MongoDB Aggregation Pipeline

Why Aggregation?

Imagine you’re building a platform like Coursera or Udemy. As your platform grows, so does your database — thousands of users, enrollments, courses, interests, and more.

Now you face real-world data questions like:

How many students are from India?
What's the average age of users?
Which course has the most enrollments?
How many users are active or interested in frontend?

This is where the MongoDB Aggregation Pipeline becomes your superpower. 💪
It helps you analyze, transform, and summarize large datasets efficiently — all within the database, without writing external logic.
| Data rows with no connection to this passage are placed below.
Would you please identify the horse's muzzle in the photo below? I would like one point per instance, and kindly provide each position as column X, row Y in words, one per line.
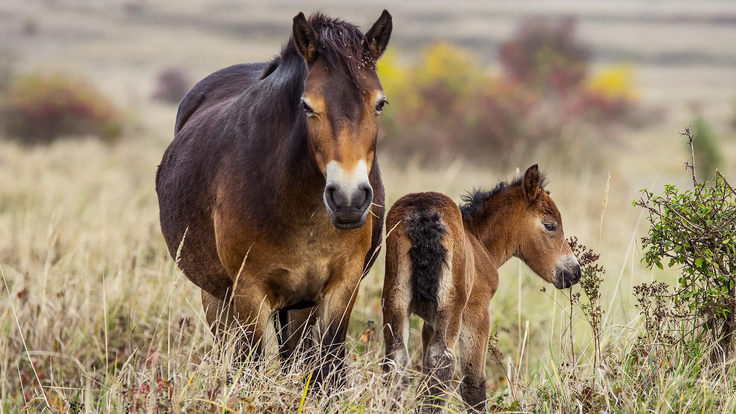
column 348, row 209
column 567, row 272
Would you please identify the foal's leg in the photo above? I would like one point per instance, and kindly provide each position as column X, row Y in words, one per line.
column 472, row 349
column 395, row 301
column 427, row 334
column 439, row 359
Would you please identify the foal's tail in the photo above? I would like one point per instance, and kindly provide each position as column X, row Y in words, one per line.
column 428, row 255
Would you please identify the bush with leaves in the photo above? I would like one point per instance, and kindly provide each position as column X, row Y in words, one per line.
column 694, row 230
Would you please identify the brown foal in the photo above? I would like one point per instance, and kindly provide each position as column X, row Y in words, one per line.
column 441, row 264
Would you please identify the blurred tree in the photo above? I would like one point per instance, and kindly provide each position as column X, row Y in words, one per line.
column 546, row 55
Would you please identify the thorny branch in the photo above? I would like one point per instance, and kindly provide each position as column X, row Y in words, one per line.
column 689, row 135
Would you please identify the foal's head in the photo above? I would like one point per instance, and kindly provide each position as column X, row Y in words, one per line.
column 541, row 238
column 342, row 100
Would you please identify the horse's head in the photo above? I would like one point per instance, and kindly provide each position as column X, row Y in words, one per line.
column 542, row 243
column 342, row 100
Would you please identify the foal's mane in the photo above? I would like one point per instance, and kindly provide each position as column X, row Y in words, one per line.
column 342, row 46
column 475, row 199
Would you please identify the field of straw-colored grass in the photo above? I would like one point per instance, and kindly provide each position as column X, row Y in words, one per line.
column 96, row 317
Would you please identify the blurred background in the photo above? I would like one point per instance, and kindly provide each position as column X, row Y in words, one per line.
column 595, row 92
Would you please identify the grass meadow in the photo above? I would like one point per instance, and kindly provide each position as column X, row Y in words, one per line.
column 96, row 317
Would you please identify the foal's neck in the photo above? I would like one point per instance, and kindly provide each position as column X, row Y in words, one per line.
column 494, row 228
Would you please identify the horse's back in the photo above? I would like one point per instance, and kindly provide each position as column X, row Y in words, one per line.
column 221, row 85
column 184, row 180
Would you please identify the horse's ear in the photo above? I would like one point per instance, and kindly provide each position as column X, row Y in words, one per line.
column 531, row 183
column 379, row 34
column 305, row 38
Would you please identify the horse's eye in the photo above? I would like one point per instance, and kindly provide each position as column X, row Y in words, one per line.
column 379, row 105
column 307, row 109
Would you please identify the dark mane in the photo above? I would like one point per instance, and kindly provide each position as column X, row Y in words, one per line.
column 474, row 200
column 342, row 46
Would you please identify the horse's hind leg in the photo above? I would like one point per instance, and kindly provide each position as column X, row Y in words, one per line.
column 472, row 349
column 395, row 302
column 439, row 359
column 218, row 313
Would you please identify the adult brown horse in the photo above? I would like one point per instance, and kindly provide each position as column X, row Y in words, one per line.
column 265, row 191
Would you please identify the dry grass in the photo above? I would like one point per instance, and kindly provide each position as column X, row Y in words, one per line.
column 96, row 312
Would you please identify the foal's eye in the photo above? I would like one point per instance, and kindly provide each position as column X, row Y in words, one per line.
column 307, row 109
column 380, row 105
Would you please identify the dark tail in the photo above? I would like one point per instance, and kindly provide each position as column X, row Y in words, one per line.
column 425, row 231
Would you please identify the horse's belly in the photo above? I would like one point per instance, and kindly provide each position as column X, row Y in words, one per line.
column 301, row 286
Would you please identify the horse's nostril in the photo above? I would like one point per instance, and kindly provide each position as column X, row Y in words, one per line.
column 365, row 198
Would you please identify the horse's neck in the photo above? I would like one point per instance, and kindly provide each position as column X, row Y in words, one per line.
column 285, row 163
column 496, row 232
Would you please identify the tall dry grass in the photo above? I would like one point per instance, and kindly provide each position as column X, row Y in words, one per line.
column 95, row 316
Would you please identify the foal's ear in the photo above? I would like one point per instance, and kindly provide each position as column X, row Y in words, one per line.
column 379, row 34
column 531, row 183
column 305, row 38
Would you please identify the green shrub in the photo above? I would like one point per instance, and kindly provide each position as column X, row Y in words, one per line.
column 40, row 108
column 695, row 231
What is Aggregation in MongoDB?

Aggregation in MongoDB is a powerful way to process data records and return computed results.
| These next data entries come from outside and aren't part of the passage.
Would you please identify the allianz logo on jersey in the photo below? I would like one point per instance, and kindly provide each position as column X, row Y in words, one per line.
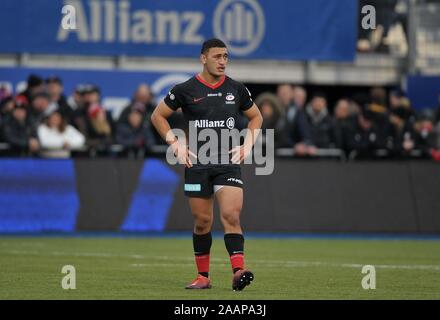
column 228, row 123
column 240, row 23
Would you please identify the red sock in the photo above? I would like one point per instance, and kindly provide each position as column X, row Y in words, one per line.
column 237, row 261
column 202, row 263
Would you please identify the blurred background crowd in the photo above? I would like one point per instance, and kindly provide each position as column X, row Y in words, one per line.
column 43, row 121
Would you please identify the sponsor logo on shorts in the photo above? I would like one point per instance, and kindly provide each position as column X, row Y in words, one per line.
column 235, row 180
column 230, row 99
column 230, row 123
column 192, row 187
column 218, row 94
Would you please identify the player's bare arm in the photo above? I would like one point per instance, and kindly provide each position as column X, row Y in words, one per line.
column 239, row 153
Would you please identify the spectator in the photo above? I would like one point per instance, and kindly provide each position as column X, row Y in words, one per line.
column 19, row 132
column 342, row 118
column 35, row 84
column 92, row 120
column 424, row 136
column 437, row 123
column 6, row 107
column 57, row 137
column 363, row 135
column 55, row 90
column 39, row 108
column 402, row 124
column 99, row 125
column 318, row 131
column 142, row 101
column 134, row 133
column 75, row 101
column 291, row 100
column 271, row 112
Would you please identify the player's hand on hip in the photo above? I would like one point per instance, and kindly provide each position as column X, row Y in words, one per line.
column 239, row 153
column 183, row 154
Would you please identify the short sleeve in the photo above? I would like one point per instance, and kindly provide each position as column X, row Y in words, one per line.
column 174, row 98
column 245, row 98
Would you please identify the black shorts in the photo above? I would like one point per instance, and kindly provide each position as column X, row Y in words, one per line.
column 200, row 181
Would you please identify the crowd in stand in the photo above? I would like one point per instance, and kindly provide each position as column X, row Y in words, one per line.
column 361, row 126
column 42, row 121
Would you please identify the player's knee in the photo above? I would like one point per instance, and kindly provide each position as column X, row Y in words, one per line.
column 232, row 217
column 203, row 222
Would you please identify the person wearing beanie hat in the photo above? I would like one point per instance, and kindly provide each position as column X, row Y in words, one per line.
column 19, row 132
column 57, row 137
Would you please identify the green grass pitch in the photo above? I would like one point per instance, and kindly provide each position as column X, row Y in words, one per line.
column 159, row 268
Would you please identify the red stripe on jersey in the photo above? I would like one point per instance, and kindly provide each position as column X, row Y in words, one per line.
column 212, row 86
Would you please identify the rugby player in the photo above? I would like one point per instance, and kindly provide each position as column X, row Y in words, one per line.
column 212, row 99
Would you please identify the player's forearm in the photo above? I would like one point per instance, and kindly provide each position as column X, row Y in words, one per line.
column 253, row 127
column 162, row 126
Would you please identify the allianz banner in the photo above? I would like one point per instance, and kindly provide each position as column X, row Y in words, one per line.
column 253, row 29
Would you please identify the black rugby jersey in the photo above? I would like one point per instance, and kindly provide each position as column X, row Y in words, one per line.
column 215, row 107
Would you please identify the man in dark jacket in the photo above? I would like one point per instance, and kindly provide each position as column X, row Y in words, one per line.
column 316, row 130
column 19, row 133
column 134, row 133
column 55, row 90
column 366, row 134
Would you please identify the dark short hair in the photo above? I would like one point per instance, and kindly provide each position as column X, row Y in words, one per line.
column 54, row 79
column 212, row 43
column 319, row 94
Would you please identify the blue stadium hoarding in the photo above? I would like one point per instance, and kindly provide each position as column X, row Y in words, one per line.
column 253, row 29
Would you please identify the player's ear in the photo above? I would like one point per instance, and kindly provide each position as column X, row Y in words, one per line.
column 203, row 58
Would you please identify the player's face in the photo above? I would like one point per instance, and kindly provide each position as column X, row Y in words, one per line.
column 215, row 61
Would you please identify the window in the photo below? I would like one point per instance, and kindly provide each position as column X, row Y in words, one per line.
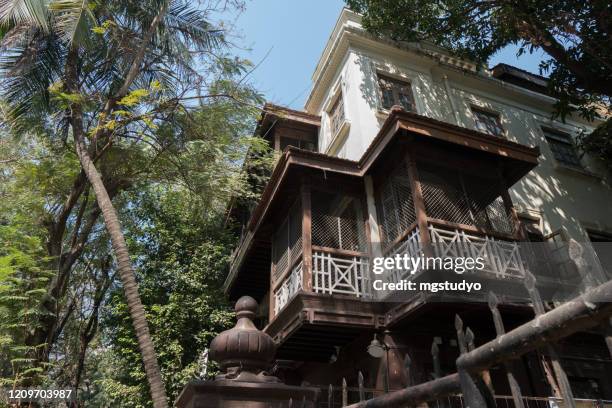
column 488, row 122
column 336, row 115
column 395, row 205
column 563, row 148
column 395, row 92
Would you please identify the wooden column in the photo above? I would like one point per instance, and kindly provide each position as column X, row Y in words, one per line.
column 518, row 232
column 305, row 192
column 560, row 375
column 419, row 204
column 500, row 330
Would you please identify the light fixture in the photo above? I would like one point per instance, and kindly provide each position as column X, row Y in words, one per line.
column 334, row 357
column 375, row 348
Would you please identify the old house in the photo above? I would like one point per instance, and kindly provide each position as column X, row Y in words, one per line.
column 401, row 147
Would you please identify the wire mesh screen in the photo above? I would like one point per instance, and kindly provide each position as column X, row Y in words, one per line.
column 453, row 196
column 337, row 221
column 287, row 241
column 395, row 206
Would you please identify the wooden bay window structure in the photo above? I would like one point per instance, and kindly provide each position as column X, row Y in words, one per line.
column 434, row 185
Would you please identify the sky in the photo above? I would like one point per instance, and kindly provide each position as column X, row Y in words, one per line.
column 286, row 37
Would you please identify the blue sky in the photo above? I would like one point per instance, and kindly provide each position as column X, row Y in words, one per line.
column 286, row 37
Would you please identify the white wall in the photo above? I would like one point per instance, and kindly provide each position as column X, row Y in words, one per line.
column 563, row 198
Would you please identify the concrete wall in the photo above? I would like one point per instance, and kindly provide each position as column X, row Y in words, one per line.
column 560, row 197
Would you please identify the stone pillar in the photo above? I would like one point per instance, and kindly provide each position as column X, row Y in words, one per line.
column 245, row 355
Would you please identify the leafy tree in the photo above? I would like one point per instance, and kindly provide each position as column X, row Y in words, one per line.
column 102, row 77
column 22, row 285
column 574, row 34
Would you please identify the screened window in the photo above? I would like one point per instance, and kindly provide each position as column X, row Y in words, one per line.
column 287, row 241
column 562, row 147
column 337, row 221
column 396, row 207
column 488, row 122
column 336, row 115
column 395, row 92
column 451, row 195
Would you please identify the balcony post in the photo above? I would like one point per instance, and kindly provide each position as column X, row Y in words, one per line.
column 419, row 204
column 372, row 230
column 518, row 230
column 305, row 193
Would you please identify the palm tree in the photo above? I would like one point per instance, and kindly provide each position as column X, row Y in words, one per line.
column 104, row 73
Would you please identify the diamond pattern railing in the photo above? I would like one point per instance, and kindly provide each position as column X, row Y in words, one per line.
column 290, row 286
column 501, row 258
column 339, row 274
Think of it like building a data processing pipeline – each step (called a stage) does something specific, like filtering, grouping, sorting, etc.

What is a Pipeline?

A pipeline is an array of stages, where each stage transforms the data in some way and passes the output to the next stage — just like an assembly line in a factory.

[
  { $match: { country: "India" } },
  { $group: { _id: "$course", count: { $sum: 1 } } }
]

Each stage begins with a $ operator like $match, $group, $project, $sort, $limit, etc.

What is a Stage?

A stage is a single step in the aggregation process. Each stage:

Takes in documents
Performs a transformation (e.g., filter, group, count)
Passes transformed output to the next stage

For example:

$match: Filters documents like a query
$group: Groups by a field and performs aggregation like sum, avg
$project: Selects fields or creates new ones
$sort, $limit, $skip: For sorting, pagination
$unwind: Flattens arrays
$lookup: Joins collections

❓ Why Use Aggregation?

Without aggregation, you'd have to:

Pull all documents to your server
Write complex logic to compute results
Struggle with performance issues

With aggregation, MongoDB does the heavy lifting inside the database engine, which is much faster and optimized for large datasets.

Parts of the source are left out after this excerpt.